Edward Flatau urodził się 27 grudnia 1868 r. w Płocku. Tu ukończył gimnazjum i stąd w 1886 r. wyruszył na studia lekarskie w Uniwersytecie Moskiewskim. W czasie studiów dawał liczne dowody swego talentu. Największy wpływ wywarło na nim dwóch znakomitych uczonych rosyjskich: neuropatolog prof. Aleksiej J. Kożewnikow (1836-1902), autor licznych prac z zakresu neurologii, w szczególności afazji epilepsji oraz prof. Siergiej S. Korsakow (1854-1900), psychiatra, który wprowadził nowoczesne metody leczenia i pielęgnowania psychicznie chorych, opisał zespół objawów z niepamięcią i omamami powstającymi na tle organicznego schorzenia mózgu lub alkoholicznego zapalenia nerwów. W roku 1892 Edward Flatau uzyskał dyplom lekarza, a w rok po ukończeniu studiów udał się do Berlina, aby tam pogłębić wiedzę z anatomii, histologii i anatomii patologicznej układu nerwowego. W Berlinie szczęśliwy los zetknął go z gronem wybitnych uczonych, którzy otoczyli go prawdziwą opieką i przyjaźnią.
W 1894 r. Flatau zwrócił na siebie uwagę publikując swój “Atlas mózgu ludzkiego i przebiegu włókna”. Stworzył go przy pomocy specjalnie skonstruowanej kamery i po precyzyjnym odpreparowaniu świeżego mózgu. Odtworzył na fotografiach, na których po raz pierwszy dał dokładne pojęcia o istotniejszych stosunkach wzajemnych do siebie poszczególnych bruzd i zawojów na powierzchni mózgu. Dzieło to zdobyło sobie takie uznanie, że wkrótce zostało przetłumaczone na język polski, angielski, francuski i rosyjski.

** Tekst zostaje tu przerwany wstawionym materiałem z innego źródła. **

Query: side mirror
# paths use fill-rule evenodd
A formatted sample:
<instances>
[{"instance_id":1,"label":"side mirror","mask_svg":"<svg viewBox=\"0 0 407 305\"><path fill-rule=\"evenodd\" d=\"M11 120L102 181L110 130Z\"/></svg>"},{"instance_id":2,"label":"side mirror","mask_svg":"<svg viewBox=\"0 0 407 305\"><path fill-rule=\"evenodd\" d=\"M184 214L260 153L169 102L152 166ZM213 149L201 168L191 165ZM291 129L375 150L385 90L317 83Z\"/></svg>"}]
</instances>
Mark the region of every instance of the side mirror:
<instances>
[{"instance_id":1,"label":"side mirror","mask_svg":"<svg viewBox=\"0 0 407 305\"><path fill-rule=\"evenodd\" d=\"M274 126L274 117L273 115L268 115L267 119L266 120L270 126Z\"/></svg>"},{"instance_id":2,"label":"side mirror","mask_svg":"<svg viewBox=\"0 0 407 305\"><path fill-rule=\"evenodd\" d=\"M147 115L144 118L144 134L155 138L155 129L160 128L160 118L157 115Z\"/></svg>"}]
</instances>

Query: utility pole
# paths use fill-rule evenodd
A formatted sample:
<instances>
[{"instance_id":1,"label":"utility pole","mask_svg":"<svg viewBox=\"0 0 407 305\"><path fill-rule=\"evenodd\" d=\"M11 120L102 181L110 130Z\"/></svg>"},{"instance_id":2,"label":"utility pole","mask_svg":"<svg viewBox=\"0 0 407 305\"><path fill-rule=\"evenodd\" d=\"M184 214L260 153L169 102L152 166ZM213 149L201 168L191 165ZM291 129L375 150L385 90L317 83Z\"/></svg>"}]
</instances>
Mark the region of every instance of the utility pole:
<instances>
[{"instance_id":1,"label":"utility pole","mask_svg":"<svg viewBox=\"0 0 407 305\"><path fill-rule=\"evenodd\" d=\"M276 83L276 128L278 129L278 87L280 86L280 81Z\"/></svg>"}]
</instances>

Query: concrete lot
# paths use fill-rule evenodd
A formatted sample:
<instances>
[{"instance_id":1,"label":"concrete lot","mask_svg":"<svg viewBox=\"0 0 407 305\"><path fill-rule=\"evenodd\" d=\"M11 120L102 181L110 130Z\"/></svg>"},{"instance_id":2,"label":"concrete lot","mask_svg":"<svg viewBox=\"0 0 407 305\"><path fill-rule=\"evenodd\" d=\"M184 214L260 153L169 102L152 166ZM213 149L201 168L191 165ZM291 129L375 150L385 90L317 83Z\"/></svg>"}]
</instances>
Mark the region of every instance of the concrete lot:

Przed młodym naukowcem z Polski uczeni berlińscy roztoczyli szerokie perspektywy naukowe. Byli wśród nich neurolog prof. Goldscheider, anatom i histolog prof. Weldeyer, fizjolog prof. Gad, neurolodzy L. Jacobsohon i Minor. Uczeni ci widząc w Polaku utalentowanego 26-letniego naukowca, chętnie angażowali się do współpracy z nim.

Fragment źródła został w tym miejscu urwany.